Geo: Hey! I'm a BUNNY!
Zazu: Yeah, and I'm a squirrel!
Umi: No wonder I smelled a rat.
Zagato: Umi…
Umi: What do you want?
Zagato: Umi, my little flower, my little bird, my little dragoness, Umi.
Umi: Okay, enough adjectives, Zagato.
Zagato: (starting to get angry) What exactly happened here?
I thought you were going persuade Lantis and Lafarga to join my team for
the uprising, and here I am, kind of Lantis and Lafarga-less.
Umi: Look, I tried my best, but unfortunately, he got angry because I made fun
of him when he was dancing the Macarena.
Zagato: Okay, that's it! You've got two more years of becoming my servant!

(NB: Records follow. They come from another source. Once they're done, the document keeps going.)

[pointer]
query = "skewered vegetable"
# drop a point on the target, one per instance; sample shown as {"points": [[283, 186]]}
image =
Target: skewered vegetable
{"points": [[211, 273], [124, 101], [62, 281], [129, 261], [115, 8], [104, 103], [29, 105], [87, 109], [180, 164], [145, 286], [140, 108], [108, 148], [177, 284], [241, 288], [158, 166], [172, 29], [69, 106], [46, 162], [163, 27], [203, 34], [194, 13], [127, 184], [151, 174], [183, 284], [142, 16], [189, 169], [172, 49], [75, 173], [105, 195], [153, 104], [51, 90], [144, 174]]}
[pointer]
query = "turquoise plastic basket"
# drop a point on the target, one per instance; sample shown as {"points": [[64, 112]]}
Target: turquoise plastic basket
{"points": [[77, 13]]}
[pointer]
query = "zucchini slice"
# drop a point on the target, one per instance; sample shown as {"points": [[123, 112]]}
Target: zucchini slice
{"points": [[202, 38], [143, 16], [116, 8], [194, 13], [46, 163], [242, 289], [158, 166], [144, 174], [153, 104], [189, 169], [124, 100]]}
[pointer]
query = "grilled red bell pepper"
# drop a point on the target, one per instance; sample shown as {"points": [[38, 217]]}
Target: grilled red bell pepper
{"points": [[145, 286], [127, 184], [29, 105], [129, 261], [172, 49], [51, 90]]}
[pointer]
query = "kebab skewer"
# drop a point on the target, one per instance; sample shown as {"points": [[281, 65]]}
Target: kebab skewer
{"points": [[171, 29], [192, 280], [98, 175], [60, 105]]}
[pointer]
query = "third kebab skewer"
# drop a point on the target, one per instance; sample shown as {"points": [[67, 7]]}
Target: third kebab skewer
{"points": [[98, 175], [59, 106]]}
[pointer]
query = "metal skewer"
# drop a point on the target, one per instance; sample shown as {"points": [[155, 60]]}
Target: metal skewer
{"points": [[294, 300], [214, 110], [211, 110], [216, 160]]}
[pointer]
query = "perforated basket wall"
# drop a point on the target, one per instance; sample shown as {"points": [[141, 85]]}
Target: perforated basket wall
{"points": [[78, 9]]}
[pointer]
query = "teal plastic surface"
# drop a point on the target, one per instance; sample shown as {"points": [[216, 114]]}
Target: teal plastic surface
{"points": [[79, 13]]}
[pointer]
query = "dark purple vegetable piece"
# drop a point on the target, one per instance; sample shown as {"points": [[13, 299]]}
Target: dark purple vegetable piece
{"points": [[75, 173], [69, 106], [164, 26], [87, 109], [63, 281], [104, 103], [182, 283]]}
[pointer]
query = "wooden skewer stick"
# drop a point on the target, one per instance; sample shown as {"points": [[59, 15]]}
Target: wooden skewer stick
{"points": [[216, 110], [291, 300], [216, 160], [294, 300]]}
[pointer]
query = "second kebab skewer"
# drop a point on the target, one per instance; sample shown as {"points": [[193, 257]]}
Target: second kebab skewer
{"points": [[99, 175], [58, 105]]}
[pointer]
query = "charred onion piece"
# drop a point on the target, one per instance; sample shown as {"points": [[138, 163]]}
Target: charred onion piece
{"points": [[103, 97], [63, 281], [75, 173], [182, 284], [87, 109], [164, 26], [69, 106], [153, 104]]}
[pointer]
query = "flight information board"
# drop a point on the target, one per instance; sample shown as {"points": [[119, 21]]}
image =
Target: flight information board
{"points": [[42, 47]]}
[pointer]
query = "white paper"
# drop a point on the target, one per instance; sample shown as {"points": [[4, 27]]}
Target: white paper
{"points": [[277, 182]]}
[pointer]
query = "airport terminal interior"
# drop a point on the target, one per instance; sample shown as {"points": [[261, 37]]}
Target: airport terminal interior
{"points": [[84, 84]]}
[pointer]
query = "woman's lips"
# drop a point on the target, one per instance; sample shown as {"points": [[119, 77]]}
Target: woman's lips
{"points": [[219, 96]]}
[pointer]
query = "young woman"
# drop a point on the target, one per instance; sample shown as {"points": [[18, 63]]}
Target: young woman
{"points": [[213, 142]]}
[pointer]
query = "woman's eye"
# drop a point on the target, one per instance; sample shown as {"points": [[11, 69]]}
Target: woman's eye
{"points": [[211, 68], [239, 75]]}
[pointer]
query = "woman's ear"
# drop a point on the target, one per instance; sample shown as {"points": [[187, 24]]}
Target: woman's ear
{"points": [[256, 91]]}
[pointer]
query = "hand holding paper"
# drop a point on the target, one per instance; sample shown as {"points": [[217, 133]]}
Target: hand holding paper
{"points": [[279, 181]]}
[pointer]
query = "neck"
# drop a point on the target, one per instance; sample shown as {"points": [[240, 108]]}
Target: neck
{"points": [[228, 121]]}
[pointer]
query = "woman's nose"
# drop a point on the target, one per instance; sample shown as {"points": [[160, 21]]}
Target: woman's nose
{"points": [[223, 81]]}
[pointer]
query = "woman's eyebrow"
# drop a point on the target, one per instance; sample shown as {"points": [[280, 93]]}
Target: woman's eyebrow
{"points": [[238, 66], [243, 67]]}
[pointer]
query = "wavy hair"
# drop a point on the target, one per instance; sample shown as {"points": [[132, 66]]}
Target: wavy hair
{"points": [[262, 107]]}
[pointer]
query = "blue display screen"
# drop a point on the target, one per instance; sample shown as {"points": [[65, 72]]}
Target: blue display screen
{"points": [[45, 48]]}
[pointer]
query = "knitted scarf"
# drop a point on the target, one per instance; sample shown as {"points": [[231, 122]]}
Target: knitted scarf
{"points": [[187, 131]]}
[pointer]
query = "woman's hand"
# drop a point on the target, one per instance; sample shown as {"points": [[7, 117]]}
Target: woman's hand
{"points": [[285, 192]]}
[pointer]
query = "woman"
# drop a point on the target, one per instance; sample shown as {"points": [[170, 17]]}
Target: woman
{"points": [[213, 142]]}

Umi: It wasn't my fault. Ascoteles killed Lantis and Lafarga. Well, really, Aska did with the scissors, but everyone seems to want to blame Ascot and so here I am.

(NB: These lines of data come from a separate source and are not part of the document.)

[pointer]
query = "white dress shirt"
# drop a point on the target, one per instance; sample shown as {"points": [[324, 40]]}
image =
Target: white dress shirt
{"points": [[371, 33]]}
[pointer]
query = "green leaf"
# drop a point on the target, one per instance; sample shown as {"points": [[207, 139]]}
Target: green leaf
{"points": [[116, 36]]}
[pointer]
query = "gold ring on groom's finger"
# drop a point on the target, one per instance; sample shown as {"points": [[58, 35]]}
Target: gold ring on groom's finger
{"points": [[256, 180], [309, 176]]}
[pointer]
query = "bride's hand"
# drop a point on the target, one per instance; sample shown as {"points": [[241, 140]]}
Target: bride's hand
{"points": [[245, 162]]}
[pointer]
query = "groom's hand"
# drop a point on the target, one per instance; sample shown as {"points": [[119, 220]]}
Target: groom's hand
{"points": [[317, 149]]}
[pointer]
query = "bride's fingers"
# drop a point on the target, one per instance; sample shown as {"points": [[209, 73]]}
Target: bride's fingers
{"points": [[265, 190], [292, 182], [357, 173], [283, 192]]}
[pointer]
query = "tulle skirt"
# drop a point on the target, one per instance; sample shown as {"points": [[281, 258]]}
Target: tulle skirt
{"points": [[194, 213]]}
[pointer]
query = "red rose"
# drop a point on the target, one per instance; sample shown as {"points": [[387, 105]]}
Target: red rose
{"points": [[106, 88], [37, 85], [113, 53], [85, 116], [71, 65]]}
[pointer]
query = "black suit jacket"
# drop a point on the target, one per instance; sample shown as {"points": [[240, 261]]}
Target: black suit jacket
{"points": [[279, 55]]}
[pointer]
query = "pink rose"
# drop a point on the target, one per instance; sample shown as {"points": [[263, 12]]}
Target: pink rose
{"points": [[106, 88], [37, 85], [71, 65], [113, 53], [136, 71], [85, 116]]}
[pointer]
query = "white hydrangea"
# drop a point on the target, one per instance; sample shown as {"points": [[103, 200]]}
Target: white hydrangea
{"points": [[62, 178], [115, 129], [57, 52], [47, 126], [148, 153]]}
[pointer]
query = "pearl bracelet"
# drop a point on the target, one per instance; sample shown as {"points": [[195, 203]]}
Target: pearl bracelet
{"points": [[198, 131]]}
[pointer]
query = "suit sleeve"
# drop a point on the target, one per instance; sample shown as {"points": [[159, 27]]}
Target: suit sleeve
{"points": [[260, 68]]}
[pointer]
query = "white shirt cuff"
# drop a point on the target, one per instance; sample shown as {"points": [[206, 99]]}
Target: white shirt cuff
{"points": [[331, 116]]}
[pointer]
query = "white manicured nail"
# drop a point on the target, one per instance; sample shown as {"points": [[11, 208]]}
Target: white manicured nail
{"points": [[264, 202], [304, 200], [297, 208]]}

Zazu: Ascoteles…(starts to panic) Why does that name ring a bell?
Geo: Maybe we had to fix his machine? Or maybe it was the money? Or maybe…
Zagato: What was that name again?
Umi: Ascoteles, are you deaf? He comes on with this big, innocent farm boy routine but while trying to save me, he not only got me soaking wet but he killed your brother!

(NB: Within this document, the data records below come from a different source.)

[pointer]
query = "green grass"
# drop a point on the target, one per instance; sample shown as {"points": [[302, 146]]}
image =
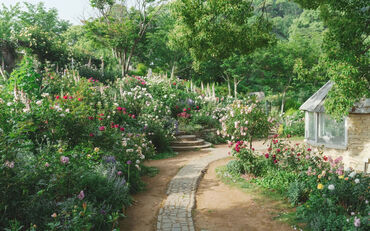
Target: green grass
{"points": [[262, 196], [164, 155]]}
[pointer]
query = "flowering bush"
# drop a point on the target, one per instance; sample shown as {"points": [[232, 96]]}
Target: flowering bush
{"points": [[329, 197], [244, 122]]}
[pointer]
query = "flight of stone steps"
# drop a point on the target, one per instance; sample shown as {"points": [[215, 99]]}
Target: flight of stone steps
{"points": [[189, 143]]}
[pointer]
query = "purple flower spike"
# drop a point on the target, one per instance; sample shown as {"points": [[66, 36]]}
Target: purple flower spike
{"points": [[81, 195]]}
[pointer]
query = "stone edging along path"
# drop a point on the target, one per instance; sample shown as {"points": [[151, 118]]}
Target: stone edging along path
{"points": [[175, 214]]}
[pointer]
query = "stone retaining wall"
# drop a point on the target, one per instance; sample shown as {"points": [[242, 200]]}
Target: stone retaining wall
{"points": [[358, 146]]}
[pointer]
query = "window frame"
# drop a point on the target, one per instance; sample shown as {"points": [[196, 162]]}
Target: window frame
{"points": [[315, 141]]}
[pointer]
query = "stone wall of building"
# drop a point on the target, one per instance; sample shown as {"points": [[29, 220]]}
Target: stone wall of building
{"points": [[358, 147]]}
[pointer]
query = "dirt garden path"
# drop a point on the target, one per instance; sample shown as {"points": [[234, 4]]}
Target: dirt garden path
{"points": [[218, 206]]}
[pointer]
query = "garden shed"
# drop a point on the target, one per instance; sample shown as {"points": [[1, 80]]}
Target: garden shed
{"points": [[349, 138]]}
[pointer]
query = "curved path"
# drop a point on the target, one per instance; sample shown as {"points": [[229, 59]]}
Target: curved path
{"points": [[176, 212]]}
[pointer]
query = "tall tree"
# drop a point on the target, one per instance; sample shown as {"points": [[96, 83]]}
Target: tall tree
{"points": [[122, 28]]}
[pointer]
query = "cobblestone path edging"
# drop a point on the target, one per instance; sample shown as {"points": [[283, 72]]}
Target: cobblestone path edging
{"points": [[175, 215]]}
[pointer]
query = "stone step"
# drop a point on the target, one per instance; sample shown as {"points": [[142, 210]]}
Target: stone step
{"points": [[186, 138], [191, 148], [188, 142]]}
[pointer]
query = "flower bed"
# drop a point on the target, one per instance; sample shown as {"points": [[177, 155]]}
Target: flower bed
{"points": [[71, 149], [328, 197]]}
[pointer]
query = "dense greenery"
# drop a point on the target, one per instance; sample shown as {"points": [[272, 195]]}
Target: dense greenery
{"points": [[326, 195]]}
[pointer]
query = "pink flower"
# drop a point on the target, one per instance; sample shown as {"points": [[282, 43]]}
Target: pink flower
{"points": [[357, 222], [81, 195], [64, 159], [9, 164]]}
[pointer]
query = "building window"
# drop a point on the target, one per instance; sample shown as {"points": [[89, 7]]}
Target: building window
{"points": [[321, 129]]}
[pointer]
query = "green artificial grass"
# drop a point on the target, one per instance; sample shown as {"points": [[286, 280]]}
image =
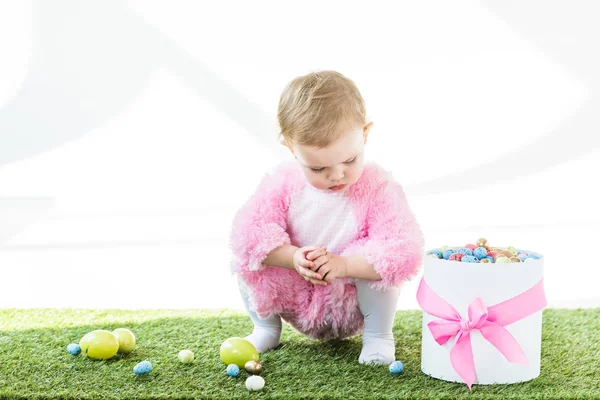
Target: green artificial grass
{"points": [[34, 362]]}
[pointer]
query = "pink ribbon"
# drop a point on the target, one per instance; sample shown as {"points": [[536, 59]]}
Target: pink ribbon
{"points": [[490, 322]]}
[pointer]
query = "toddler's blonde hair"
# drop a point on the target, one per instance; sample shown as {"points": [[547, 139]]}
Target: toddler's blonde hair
{"points": [[315, 109]]}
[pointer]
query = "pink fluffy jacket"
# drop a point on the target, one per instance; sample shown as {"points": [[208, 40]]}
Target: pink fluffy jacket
{"points": [[389, 237]]}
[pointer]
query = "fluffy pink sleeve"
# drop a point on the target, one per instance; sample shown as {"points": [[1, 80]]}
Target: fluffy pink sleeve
{"points": [[260, 225], [393, 243]]}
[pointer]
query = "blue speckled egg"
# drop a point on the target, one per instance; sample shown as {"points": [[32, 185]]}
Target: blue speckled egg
{"points": [[233, 370], [480, 252], [466, 252], [437, 252], [74, 349], [448, 253], [396, 367], [142, 368]]}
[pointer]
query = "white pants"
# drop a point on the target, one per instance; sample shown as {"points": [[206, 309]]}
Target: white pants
{"points": [[377, 306]]}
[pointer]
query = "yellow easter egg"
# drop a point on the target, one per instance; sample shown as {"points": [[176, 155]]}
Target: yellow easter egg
{"points": [[238, 351], [99, 345], [126, 340]]}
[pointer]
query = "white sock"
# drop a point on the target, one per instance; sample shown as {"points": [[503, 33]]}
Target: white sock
{"points": [[378, 350], [379, 309], [264, 338], [267, 332]]}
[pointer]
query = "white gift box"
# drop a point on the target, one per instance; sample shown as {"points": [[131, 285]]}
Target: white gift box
{"points": [[459, 284]]}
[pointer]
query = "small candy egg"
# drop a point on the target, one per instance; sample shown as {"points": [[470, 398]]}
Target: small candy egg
{"points": [[255, 383], [396, 367], [448, 253], [482, 242], [233, 370], [186, 356], [480, 252], [74, 349], [142, 368], [254, 367], [456, 257], [466, 251], [436, 252]]}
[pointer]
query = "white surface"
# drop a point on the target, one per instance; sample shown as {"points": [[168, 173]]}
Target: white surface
{"points": [[124, 153], [461, 283]]}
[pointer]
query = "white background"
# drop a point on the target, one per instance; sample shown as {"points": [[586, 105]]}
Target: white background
{"points": [[131, 132]]}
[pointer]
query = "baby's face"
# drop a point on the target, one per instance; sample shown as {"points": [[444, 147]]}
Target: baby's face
{"points": [[336, 167]]}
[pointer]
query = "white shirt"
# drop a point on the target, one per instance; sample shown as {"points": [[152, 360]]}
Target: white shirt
{"points": [[320, 218]]}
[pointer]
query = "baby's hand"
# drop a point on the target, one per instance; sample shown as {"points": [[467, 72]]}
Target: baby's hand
{"points": [[330, 266], [316, 253], [303, 266]]}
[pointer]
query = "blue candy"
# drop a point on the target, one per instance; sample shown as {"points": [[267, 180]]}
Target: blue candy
{"points": [[142, 368], [396, 367], [437, 252], [74, 349], [233, 370], [480, 252], [466, 251], [448, 253]]}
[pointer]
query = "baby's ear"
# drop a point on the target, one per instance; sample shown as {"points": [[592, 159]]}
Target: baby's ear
{"points": [[366, 131], [286, 144]]}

Geo: Wait a minute, wasn't Ascoteles the name of the person we were supposed to…
Zazu: OH NO!
Zagato: (hair bursts into flame and grabs Geo and Zazu) So you took care of him, huh? Dead as a door nail. Weren't those your exact words?
Geo: Well, we can explain. Maybe Umi was hallucinating. You know, with the water and all, it probably got to her brains…
Zazu: Remember, a few years ago every other boy said they had schizophrenia and the girls pretended they all had hallucination?
Zagato: I'm supposed to rearrange the cosmos, and this is what I get?! WHAT KIND OF MOVIE IS THIS?! (explodes and his power shoots out, burning the whole set)
Umi: (pulls Lafarga in front of her, and Lafarga gets hit) The kind where enemies always end up losing kind of movie.
Lafarga: …(the sounds of scissors cutting and his high pitched scream) I'M LONELY, OH SO LONELY…(the sound of Geo's gunshot)
Geo: Ahh…finally, I hit right…
Umi: No, you dolt, you hit the tree. The tree fell on Lafarga. That's why he's stopped.
Zagato: (smiles) Fortunately for you three, we can still right wrongs and triumph over evil. 'Cuz we are Sailor Moon, the champions of justice!